Thursday, March 18, 2010

Snob and Indonesian Health Care

One time, an Indonesian conglomerate went to a hospital one of his foundations owns in West Jakarta for a bout of stomach ache. The doctor treating him listened to his predicaments, and concluded that the rich guy had stress problems.

The guy refused the diagnosis, flew to Singapore for a consultation with the esteemed Singaporean doctors.

They prodded him, drew some blood, put him under scan after scan. About Sing$10,000 later, the good doctors came with their conclusion: Stress.

The rich guy still thought that Singaporean doctors are better, because "they checked everything". The thing is, if he was in NL, I bet my arm on this, that Dutch doctor treated him just as his Indonesian counterpart. They listen to you, making an anamnesis, then based on their diagnosis, they decide if you need more tests or not. Sure, you can go directly to a specialist without any referral, but you have to pay out of pocket, and it costs at least 10 times as much as Indonesian specialist. Since in NL you are covered by an insurance, doctors are more reluctant prescribing you any unnecessary tests or drugs to cut the cost bore by the insurance.

In Indonesia you seem to only hear good stories about foreign doctors and bad stories about Indonesian doctors. The fact is, bad doctors are everywhere, just as good doctors are everywhere. I met several parents who had their share consulting with foreign doctors in Indonesia about their kids.

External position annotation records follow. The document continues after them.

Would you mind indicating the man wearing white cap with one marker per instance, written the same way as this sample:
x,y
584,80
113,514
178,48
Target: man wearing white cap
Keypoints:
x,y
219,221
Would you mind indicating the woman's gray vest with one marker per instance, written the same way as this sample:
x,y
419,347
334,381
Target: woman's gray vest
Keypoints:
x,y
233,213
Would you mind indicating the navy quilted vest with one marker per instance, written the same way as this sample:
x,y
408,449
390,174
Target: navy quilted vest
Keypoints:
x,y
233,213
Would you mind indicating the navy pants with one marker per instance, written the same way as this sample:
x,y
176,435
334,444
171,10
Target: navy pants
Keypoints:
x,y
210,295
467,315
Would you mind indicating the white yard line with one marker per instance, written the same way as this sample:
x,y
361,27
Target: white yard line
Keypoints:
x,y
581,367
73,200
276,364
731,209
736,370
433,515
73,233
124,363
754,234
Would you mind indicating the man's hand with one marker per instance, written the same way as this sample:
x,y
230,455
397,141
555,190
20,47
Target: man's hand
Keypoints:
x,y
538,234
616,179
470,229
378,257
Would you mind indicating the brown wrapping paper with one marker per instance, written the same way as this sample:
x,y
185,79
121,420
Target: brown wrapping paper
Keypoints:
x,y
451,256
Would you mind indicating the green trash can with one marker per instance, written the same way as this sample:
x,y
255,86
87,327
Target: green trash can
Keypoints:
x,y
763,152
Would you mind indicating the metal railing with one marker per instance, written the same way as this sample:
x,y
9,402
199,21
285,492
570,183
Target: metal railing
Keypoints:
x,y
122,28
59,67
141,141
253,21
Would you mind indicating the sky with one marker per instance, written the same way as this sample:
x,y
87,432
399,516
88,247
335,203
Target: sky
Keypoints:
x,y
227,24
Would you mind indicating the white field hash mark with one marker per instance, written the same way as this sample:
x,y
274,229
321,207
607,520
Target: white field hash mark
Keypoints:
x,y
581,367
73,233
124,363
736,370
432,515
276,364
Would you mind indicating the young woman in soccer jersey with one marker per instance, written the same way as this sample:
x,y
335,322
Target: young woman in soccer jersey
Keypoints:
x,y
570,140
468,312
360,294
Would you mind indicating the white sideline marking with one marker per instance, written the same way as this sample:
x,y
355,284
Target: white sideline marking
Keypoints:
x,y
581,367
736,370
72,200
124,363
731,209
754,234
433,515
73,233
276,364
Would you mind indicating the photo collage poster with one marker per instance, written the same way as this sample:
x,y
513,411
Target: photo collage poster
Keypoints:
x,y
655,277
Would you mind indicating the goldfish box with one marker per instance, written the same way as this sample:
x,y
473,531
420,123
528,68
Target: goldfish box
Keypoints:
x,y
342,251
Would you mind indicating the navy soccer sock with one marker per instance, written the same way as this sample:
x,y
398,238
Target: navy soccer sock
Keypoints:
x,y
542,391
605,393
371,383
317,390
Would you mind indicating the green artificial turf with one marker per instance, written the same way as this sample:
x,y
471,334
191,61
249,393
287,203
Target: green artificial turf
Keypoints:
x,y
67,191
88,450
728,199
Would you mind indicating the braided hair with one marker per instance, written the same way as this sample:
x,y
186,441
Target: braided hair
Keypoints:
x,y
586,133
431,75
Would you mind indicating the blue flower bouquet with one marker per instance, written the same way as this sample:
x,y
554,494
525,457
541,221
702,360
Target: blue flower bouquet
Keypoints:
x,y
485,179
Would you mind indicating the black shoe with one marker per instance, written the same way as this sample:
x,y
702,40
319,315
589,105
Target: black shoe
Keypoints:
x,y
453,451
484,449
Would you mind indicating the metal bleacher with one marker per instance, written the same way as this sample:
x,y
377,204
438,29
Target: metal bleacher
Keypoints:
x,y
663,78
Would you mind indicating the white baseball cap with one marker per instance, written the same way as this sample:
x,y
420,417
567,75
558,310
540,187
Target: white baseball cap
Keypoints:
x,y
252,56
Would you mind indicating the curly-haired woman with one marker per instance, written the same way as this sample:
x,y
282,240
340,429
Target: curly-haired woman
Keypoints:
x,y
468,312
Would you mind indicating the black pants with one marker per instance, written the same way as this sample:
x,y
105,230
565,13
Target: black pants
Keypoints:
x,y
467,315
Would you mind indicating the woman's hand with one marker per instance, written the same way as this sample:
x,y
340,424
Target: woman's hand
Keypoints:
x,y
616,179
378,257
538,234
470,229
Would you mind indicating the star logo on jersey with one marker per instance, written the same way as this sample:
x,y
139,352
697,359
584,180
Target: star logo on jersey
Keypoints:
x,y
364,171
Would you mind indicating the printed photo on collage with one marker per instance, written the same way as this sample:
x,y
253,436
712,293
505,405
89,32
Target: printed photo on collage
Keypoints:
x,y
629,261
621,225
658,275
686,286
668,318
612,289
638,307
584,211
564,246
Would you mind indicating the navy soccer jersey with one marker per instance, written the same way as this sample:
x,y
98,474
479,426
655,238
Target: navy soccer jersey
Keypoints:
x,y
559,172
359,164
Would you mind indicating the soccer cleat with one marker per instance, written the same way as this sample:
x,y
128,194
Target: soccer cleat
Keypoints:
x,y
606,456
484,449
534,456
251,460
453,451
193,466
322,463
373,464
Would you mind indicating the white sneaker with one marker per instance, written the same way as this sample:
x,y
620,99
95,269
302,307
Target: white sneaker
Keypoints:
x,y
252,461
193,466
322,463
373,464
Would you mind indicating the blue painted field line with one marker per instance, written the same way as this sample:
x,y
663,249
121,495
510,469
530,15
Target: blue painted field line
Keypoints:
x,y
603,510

Some told me their negative experiences in private, and when I asked why dont they warn other parents about those foreign doctors, my friends just blamed it to their own bad luck or said perhaps other people experience it differently.

It really makes me wonder, why Indonesian are so easy divulging their bad experiences with Indonesian doctors but not when it comes to foreign doctors. Is it because of inferiority complex? Is it because of Indonesian doctors have worse bedside manner? Is it because they already paid way much more to the foreign doctors, so if they had bad experience it's down to Indonesian patient's fault, not the foreign doctor's (after all, they say there's price for the quality)?

6 comments:

colson said...

Hear, hear.

An example from own experience - which isn't proof of anything of course.

One of my daughters in law's mother had a heart operation one and a half year ago. It was carefully prepared and skilfully executed. Efficient and successful andrelatively inexpensive.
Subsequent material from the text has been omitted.